Le Professeur Robert Solow, prix Nobel, a montré que du capital à investir au-dessus d’un certain niveau ne contribue plus à une expansion de l’économie.

Une des règles de base de l’économie politique est que le taux d’épargne doit être en équilibre avec ce besoin en capital pour faire tourner l’économie. Depuis que la finance a pris le contrôle de l’économie, ce n’est plus le cas. Il y a trop d’épargne aujourd’hui, dans tous les pays développés. La crise de l’euro en est la preuve. Les banques européennes, surtout en Allemagne et en France, avaient plus d’argent déposé que ce dont leurs économies avaient besoin. Pour faire fructifier ce surplus, elles ont investi dans des "subprimes" et prêté à la Grèce, l’Espagne et l’Italie.

©iStock

Le surplus d’épargne a également été utilisé pour spéculer dans des matières premières et des produits alimentaires. C’est également l’origine du surendettement des particuliers ainsi que des États, ce qui est un des grands problèmes. Tout cela a abaissé le standard de vie d’une grande partie de la population.

Quelles sont les origines de cette situation d’un taux d’épargne excessif?

  • Il y a 30 ans, 70% de la valeur créée dans l’économie était distribuée comme salaires. Aujourd’hui, ce n’est plus que 55 à 60%. La rémunération du capital est en grande partie utilisée pour augmenter l’épargne, à la différence des salaires qui sont principalement utilisés pour consommer. Ce glissement a eu un impact très négatif sur l’économie.
  • Les fonds de pension.
  • La réduction de la protection sociale, qui a encouragé les citoyens à faire des réserves pour couvrir les risques qui étaient couverts par l’État auparavant.

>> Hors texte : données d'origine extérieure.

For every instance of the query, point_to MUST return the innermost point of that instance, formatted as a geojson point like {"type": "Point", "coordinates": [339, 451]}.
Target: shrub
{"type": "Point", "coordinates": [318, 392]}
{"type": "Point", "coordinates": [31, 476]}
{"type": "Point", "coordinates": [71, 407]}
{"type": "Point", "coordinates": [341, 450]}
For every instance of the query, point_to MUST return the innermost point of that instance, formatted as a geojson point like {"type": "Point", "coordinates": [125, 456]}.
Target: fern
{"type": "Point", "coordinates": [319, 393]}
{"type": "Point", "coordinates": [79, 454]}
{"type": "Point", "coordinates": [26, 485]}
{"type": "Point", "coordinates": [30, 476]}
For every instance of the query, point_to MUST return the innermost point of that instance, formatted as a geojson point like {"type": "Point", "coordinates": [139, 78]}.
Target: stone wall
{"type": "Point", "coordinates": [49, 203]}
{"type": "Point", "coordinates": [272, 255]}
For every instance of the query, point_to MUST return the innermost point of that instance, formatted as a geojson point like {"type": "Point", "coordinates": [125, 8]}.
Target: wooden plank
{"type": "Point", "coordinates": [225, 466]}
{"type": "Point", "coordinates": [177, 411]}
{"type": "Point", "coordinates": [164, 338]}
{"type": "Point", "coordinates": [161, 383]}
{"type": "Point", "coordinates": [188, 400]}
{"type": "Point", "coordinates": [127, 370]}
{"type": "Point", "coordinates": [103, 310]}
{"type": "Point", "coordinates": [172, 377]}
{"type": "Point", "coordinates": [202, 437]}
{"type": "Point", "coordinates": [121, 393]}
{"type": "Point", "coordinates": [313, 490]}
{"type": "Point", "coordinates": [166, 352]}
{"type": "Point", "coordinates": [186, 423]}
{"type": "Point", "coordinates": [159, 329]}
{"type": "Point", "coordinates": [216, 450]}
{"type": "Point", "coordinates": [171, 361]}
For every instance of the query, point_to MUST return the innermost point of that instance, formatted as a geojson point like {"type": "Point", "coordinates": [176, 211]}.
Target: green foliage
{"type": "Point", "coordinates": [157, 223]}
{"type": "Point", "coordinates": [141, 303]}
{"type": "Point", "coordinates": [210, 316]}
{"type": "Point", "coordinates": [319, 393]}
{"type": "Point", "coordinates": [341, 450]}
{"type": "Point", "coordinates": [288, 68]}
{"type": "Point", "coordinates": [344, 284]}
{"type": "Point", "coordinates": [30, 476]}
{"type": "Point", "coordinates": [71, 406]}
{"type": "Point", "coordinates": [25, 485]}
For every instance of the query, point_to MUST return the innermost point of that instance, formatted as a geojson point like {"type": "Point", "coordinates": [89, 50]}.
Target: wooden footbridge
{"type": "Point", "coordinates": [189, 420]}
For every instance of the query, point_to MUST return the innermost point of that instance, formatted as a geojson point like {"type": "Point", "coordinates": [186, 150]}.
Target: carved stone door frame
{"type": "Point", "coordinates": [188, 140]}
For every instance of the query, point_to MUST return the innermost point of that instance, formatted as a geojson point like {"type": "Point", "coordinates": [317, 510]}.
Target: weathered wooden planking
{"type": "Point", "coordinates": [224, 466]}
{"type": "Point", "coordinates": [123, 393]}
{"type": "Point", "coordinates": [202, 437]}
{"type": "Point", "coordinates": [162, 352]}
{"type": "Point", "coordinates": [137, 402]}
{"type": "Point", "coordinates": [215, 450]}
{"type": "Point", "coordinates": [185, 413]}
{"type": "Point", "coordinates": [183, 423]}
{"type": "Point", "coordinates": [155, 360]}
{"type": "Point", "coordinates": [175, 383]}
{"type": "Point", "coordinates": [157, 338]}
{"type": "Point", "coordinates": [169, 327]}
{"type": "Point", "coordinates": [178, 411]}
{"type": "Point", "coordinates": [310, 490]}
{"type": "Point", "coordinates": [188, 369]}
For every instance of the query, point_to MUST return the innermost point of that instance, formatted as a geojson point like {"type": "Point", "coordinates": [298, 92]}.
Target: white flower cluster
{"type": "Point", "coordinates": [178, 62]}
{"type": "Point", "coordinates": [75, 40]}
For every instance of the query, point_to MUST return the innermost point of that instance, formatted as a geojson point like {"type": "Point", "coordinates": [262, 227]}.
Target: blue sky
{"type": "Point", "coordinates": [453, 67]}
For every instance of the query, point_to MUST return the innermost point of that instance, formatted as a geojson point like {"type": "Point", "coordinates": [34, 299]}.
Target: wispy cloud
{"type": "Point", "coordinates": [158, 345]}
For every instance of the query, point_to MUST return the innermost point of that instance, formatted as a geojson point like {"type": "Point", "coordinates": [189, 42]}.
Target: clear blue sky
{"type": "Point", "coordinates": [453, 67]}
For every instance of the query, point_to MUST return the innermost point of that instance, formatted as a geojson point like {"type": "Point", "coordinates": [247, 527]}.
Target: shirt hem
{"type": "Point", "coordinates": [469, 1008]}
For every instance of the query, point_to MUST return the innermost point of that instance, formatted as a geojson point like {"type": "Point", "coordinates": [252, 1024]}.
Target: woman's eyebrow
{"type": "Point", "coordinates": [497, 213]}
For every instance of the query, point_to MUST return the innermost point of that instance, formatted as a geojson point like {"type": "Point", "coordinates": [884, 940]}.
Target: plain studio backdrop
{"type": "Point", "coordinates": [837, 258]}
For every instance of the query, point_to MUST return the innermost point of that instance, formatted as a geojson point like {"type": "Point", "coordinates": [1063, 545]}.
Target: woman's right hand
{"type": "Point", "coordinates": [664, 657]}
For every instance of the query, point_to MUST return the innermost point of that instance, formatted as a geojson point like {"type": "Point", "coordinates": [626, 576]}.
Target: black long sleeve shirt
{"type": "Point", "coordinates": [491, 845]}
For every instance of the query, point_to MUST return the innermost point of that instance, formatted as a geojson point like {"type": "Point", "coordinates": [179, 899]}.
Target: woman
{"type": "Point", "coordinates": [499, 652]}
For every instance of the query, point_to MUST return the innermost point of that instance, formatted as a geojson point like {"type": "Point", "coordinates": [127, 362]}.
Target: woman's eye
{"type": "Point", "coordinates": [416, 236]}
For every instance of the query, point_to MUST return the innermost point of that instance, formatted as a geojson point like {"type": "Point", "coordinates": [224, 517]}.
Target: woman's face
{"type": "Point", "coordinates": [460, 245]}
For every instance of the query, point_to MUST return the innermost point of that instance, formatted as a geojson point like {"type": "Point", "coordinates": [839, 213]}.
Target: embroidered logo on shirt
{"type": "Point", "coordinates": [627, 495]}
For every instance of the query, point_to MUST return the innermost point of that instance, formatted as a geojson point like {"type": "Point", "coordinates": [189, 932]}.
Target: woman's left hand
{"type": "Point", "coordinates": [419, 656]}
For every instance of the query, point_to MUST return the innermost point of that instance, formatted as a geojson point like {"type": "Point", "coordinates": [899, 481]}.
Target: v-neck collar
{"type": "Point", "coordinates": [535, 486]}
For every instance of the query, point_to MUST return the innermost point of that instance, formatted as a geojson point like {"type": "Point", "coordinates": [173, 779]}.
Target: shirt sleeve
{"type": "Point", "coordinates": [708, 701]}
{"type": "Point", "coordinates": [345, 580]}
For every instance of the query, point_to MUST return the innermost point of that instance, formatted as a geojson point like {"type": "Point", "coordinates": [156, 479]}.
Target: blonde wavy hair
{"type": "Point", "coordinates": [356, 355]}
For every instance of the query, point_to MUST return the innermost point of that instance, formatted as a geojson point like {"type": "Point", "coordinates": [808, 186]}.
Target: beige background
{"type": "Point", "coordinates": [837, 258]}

3/Financement des pensions

Ce sont ceux qui travaillent qui produisent ce que la personne pensionnée consomme. Le monde de la finance a, depuis des années, avancé que la seule solution pour financer cela est de créer des fonds de pension et non un système de transfert. Si on analyse plutôt le partage de la consommation que le financement, tout devient plus compréhensible.

Dans les deux systèmes, ce qui reste à consommer pour ceux qui travaillent est la production totale, moins la consommation des pensionnés. La question qui subsiste est de voir quel système est le plus efficace en termes de coût.

L’Office national des pensions (ONP) occupe 2.200 personnes, avec un budget de 138 millions d’euros, pour gérer des paiements de 28 milliards par an, ce qui donne un coût de 0,5%.

La gestion d’un fonds de pension coûte en moyenne 1% par an du montant dans le fonds. À parts égales, si nous avions pris 40 ans pour accumuler ces 28 milliards, avec 1% de coût annuel, cela nous aurait donné 5,74 milliards d’euros. Le résultat est comme une taxe supplémentaire de 5,5 milliards ou 1.400 euros par actif et par an. Nous devrions donc augmenter les pensions légales.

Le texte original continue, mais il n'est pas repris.